Testing the Model’s Predictions Locally with Workbench
The ScaleOut Digital Twins Workbench can be used to validate your model locally before deploying it.
First, create a new project UnitTests in your digital twin model solution (e.g. a console app). You will use this project to run some basic tests.
Second, add references to 2 Nuget packages:
Scaleout.DigitalTwin.Workbench
Scaleout.DigitalTwin.Workbench.MachineLearning
Note
The minimum version for these 2 packages is 4.4.0.
Finally, write a simple program to initialize the Workbench with your model, initialize the Anomaly Detection Provider and send a message.
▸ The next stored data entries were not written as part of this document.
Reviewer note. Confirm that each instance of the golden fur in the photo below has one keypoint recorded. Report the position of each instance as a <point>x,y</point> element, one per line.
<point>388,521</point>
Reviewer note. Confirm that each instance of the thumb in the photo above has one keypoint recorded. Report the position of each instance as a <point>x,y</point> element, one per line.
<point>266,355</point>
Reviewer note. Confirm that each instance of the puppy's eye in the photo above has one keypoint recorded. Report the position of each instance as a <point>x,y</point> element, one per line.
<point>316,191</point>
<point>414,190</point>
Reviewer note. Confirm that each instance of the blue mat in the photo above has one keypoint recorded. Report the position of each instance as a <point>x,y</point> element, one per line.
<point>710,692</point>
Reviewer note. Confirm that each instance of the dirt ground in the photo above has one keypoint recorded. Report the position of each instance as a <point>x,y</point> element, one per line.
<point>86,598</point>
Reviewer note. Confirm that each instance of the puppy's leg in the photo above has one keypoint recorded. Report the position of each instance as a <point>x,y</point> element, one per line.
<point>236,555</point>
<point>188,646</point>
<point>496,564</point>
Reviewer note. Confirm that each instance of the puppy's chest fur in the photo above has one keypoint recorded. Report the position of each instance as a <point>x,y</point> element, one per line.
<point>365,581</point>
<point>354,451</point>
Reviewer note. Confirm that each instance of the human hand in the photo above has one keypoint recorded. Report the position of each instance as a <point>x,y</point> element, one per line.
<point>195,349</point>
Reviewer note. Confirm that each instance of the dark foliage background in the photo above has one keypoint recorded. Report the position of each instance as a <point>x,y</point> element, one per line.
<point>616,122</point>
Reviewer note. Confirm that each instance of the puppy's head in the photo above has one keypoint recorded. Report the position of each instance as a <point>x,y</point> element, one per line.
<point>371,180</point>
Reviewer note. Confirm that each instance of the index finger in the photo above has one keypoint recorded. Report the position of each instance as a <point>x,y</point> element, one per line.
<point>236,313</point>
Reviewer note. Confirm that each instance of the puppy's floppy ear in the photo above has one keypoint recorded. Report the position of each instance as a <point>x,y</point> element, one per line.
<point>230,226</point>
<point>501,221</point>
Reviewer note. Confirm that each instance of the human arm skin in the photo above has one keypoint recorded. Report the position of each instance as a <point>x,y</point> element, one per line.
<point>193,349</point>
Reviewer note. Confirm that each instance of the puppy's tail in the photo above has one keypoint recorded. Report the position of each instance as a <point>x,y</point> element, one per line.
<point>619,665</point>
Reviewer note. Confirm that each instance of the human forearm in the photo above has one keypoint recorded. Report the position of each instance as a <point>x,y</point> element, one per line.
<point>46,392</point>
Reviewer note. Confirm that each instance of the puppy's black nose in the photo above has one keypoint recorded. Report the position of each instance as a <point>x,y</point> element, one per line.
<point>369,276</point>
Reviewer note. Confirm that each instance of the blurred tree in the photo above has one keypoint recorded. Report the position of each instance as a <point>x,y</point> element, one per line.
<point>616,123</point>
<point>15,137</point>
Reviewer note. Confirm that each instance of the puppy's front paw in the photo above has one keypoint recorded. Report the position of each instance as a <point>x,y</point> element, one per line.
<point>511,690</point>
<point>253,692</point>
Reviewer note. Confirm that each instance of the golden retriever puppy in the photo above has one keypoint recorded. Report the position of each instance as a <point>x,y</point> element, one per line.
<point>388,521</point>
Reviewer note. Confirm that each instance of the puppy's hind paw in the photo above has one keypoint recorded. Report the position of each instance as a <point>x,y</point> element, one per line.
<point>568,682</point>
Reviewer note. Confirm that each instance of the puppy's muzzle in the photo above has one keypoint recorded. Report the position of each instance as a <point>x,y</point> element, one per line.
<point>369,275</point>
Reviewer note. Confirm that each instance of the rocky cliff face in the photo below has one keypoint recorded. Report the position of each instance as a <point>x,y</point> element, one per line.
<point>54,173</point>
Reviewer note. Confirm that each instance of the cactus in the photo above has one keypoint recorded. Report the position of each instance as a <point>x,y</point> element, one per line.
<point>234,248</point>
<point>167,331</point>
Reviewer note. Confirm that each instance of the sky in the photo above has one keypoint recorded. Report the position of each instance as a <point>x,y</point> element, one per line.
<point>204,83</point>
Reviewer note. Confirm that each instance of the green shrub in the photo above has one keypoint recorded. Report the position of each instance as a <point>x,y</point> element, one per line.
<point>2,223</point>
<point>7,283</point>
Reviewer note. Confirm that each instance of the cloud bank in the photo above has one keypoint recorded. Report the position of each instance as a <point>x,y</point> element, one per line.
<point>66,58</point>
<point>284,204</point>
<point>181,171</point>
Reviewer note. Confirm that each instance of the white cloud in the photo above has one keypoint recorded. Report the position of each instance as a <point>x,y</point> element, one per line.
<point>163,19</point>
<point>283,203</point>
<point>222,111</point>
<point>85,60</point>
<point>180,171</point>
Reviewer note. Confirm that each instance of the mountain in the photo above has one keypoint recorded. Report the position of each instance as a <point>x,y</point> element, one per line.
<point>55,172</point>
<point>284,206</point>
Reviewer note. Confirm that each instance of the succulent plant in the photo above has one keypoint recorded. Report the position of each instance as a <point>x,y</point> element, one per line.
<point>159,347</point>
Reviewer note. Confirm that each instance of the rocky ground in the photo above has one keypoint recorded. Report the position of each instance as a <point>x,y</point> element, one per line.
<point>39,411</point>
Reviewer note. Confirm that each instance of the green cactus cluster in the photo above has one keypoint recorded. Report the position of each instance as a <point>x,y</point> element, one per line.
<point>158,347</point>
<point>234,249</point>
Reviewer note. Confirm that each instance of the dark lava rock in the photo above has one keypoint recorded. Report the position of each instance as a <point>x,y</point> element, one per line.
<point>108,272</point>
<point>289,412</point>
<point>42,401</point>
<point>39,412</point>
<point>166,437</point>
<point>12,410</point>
The Scaleout.DigitalTwin.Workbench.MachineLearning package introduces a new API that allows you to initalize the anomaly detection provider and make it available in the Workbench. Call AddAnomalyDetectionProvider and provide:
the name of the model,
the reference name of the trained algorithm as chosen in the Training Tool,
and the path to the zip file produced by the Training Tool.
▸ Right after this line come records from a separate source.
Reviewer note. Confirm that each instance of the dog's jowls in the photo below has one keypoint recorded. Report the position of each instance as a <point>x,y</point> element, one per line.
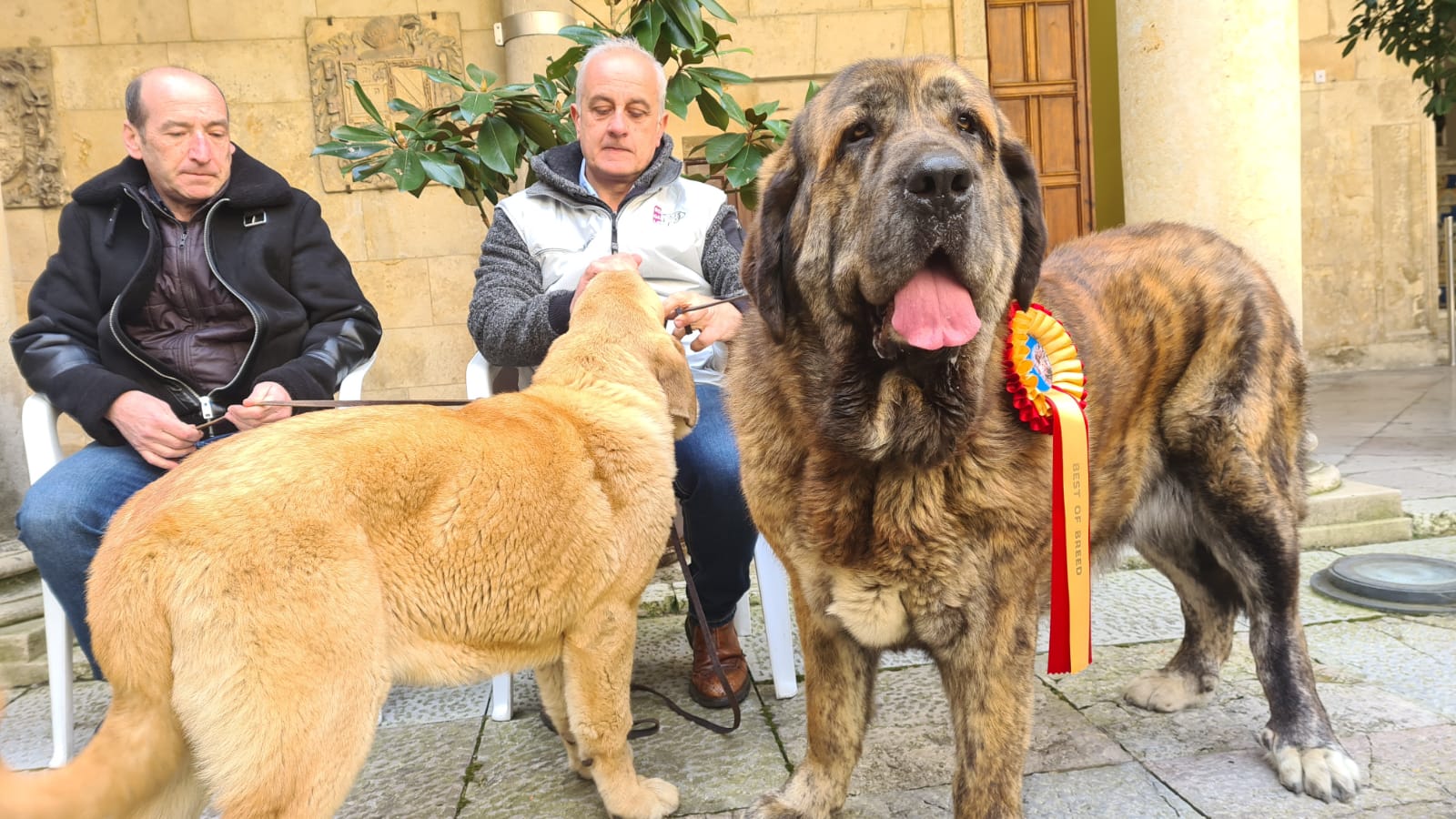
<point>252,608</point>
<point>883,458</point>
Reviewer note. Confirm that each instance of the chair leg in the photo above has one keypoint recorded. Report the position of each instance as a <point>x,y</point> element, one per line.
<point>501,698</point>
<point>58,665</point>
<point>742,620</point>
<point>774,596</point>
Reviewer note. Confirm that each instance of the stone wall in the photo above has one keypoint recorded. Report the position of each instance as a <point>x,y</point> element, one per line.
<point>1369,203</point>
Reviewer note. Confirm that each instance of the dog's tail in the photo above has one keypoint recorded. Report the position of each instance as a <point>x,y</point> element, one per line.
<point>135,755</point>
<point>140,751</point>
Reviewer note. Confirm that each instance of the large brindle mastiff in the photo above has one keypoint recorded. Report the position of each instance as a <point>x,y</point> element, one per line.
<point>885,460</point>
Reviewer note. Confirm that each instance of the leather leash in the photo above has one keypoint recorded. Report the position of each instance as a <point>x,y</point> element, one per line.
<point>331,402</point>
<point>695,308</point>
<point>650,724</point>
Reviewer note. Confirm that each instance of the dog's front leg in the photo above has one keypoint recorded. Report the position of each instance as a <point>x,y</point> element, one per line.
<point>839,681</point>
<point>987,678</point>
<point>597,687</point>
<point>551,680</point>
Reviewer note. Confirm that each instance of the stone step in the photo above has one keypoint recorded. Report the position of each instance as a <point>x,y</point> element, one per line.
<point>15,562</point>
<point>22,642</point>
<point>15,675</point>
<point>22,608</point>
<point>1354,533</point>
<point>1353,501</point>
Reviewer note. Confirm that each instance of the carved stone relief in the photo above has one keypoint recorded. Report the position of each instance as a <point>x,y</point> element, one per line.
<point>383,55</point>
<point>29,157</point>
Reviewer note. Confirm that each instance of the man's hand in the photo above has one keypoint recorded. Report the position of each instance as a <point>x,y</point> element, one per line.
<point>152,429</point>
<point>713,324</point>
<point>247,416</point>
<point>616,261</point>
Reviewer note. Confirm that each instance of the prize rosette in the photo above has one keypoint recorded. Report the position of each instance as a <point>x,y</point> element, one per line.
<point>1040,359</point>
<point>1048,389</point>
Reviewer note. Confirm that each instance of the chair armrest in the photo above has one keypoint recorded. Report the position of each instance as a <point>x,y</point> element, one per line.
<point>478,376</point>
<point>43,440</point>
<point>353,383</point>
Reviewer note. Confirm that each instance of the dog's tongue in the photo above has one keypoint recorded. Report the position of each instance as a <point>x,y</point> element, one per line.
<point>934,310</point>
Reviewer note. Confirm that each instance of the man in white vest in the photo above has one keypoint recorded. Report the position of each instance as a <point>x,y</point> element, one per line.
<point>616,198</point>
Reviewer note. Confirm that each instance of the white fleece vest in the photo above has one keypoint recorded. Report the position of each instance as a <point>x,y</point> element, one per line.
<point>666,227</point>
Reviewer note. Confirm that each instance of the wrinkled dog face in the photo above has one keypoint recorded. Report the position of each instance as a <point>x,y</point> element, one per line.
<point>897,225</point>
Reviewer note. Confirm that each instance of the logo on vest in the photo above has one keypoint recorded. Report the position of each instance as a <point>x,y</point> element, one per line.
<point>667,217</point>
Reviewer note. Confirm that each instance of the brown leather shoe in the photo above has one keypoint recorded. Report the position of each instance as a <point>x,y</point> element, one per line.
<point>703,685</point>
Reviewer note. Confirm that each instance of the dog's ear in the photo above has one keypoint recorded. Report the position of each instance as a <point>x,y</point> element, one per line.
<point>768,257</point>
<point>670,368</point>
<point>1021,171</point>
static void Main(string[] args)
{
using RealTimeWorkbench wb = new RealTimeWorkbench();
// Add our trained algorithm for SensorsRT called Overheating
wb.AddAnomalyDetectionProvider("SensorsRT", "Overheating", "Overheating.zip", null);
// Add our SensorsRT model
var endpoint = wb.AddRealTimeModel("SensorsRT", new SensorsRTMessageProcessor());
// Send a message to an instance
var msg = new SensorsMessage()
{
RPM = 42500f,
Temperature = 228f,
Friction = 2.31f
};
endpoint.Send("InstanceA", msg);
}
You can test your anomaly detection through logging or through a debugger and set a breakpoint in the ProcessMessages method.